The bloom of the flowering spurge is much smaller than the dogwood or the others with bracts, measuring about 1/2 inch across the whole bloom. The very tiny yellow flowerets, in the middle of the bloom, are nearly impossible to see without a magnifying glass.
The plants usually appear in clusters and range between one and three feet high. Generally they are seen in ditches along the roadways, along fence rows, in fields and open woods. They tolerate dry weather quite well but may adapt by being shorter.
The leaves are bright green and lance-shaped. They are opposites except where the main branches that bear the flowers divide. There, the leaves form a whorl, that is, where several leaves tightly position around the fork, as illustrated. As the plant matures toward fall, the flowering stalk may divide again with a second set of whorled leaves.

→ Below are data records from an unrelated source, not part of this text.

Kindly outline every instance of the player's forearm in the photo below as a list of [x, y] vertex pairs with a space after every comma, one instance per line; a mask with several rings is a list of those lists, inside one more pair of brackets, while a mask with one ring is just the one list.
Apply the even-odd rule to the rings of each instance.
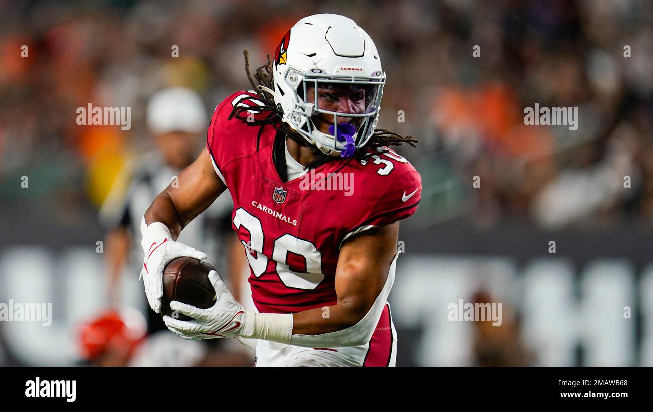
[[[292, 314], [249, 312], [249, 332], [243, 336], [306, 347], [357, 346], [370, 341], [380, 312], [347, 303]], [[382, 308], [382, 306], [380, 307]]]
[[342, 331], [360, 321], [370, 306], [362, 308], [345, 302], [298, 312], [293, 314], [293, 333], [316, 335]]
[[170, 229], [172, 240], [176, 241], [183, 228], [183, 224], [179, 212], [170, 195], [165, 191], [154, 199], [154, 201], [146, 211], [145, 222], [150, 224], [159, 222]]

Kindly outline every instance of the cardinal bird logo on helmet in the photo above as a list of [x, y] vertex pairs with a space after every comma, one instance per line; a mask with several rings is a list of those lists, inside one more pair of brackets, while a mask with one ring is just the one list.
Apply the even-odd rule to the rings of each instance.
[[277, 50], [274, 52], [274, 64], [278, 65], [285, 65], [286, 64], [286, 54], [288, 51], [288, 43], [290, 42], [290, 30], [286, 33], [283, 38], [281, 38], [281, 41], [279, 42], [279, 46], [277, 46]]

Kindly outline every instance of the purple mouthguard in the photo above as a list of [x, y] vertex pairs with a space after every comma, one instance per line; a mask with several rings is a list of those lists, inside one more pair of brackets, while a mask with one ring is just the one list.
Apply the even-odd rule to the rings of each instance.
[[[333, 125], [328, 126], [328, 132], [333, 134], [333, 130], [335, 128]], [[356, 134], [356, 128], [353, 125], [349, 123], [342, 123], [338, 125], [338, 136], [336, 139], [338, 141], [344, 141], [345, 148], [340, 151], [340, 157], [351, 157], [356, 149], [356, 143], [354, 143], [354, 135]]]

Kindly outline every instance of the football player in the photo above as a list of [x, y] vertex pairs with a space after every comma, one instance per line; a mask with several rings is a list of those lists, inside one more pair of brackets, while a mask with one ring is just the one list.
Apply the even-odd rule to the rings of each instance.
[[376, 47], [351, 20], [316, 14], [286, 33], [256, 71], [258, 85], [246, 52], [246, 68], [255, 90], [217, 106], [206, 149], [145, 213], [148, 302], [159, 312], [168, 262], [206, 259], [175, 241], [229, 188], [257, 311], [212, 272], [215, 304], [172, 302], [194, 319], [165, 316], [168, 329], [188, 339], [258, 339], [257, 366], [394, 366], [386, 299], [398, 221], [417, 210], [421, 179], [387, 147], [416, 141], [375, 129], [385, 83]]

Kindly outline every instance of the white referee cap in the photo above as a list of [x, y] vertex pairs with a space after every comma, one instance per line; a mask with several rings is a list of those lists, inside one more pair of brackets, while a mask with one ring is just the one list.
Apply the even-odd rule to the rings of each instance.
[[206, 110], [196, 92], [185, 87], [170, 87], [154, 93], [148, 103], [150, 132], [201, 133], [206, 127]]

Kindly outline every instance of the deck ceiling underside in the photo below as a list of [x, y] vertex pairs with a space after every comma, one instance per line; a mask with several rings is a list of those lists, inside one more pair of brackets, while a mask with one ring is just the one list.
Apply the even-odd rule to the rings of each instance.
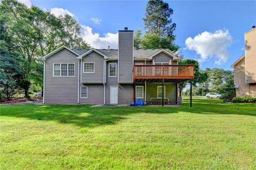
[[[190, 79], [182, 79], [182, 78], [164, 78], [164, 83], [179, 83]], [[162, 83], [163, 82], [163, 78], [139, 78], [135, 79], [137, 83]]]

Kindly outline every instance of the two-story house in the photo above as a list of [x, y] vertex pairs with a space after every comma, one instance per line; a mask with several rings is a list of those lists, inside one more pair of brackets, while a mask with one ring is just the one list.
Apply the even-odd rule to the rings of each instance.
[[118, 49], [62, 46], [44, 59], [44, 103], [178, 104], [178, 83], [194, 78], [178, 52], [134, 49], [127, 27], [118, 31]]
[[232, 66], [237, 96], [256, 97], [256, 29], [245, 33], [245, 52]]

Like most wildflowers, there are several common names that give clues to the plant’s early value, such as bowman’s root, snake milk, and milk ipecac. The name emetic root is related to its use as a purgative. One of my herb books noted that the sap extracted from the root, a milky juice, was once commonly used to remove warts. However, that same article cautioned that its use on normal skin may cause dermatitis. (John B. Lust)
As I drive along the roads in the East Metro area I am in awe of God’s love expressed in the beauty and diversity of our wildflowers. But of greater significance is the fact that the extravagant blooms in nature are a mere hint of the extravagant grace and love of God. Let us take the awe we express in nature, and multiply it a thousand-fold through our hymns of praise this coming Lord’s Day.